Le gouvernement s’entête. Il vient de présenter son projet de réforme des retraites prolongeant, sans les remettre en cause, les désastreuses réformes de la droite depuis 1993, fondées sur l’allongement de la durée de cotisation et la baisse du montant des pensions. Il y ajoute même un nouveau cadeau au patronat avec une réduction annoncée des cotisations employeur pour la politique familiale.
L’avenir des retraites nécessite un débat public, argumenté et contradictoire. Rien de cela n’a été organisé par le gouvernement qui prévoit, en plus, un temps contraint à l’Assemblée nationale. André Chassaigne a bien raison de s’y opposer au nom des député-e-s communistes et du Front de gauche.

Une autre réforme est possible qui permette le droit pour toutes et tous à la retraite à 60 ans à taux plein. Une réforme solidaire et socialement efficace ne reposant pas uniquement sur les salarié-e-s et les retraité-e-s.

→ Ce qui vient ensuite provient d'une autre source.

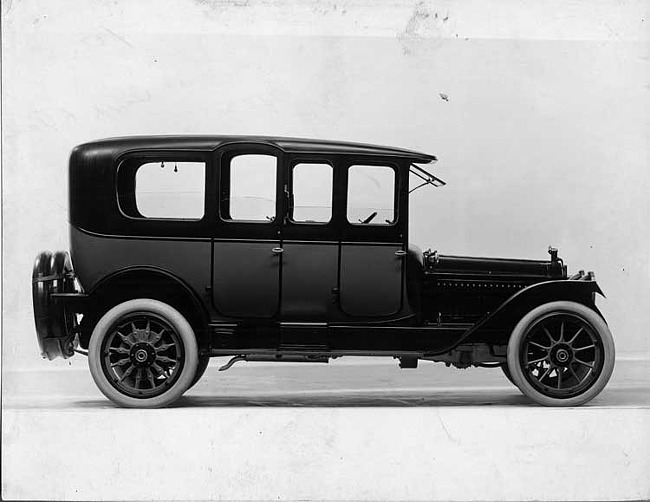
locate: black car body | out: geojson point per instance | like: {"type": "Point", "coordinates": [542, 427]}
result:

Ce qui ruine nos retraites, c’est le coût du capital. Quand les entreprises versent un euro de cotisation sociale, elles en versent plus de deux pour le financement du capital. Cette gabegie doit cesser. Elle doit être renversée. C’est le sens de l’engagement du PCF pour un grand débat public, dans les mobilisations à venir et dans le cadre de l’appel unitaire « Retraites 2013 ».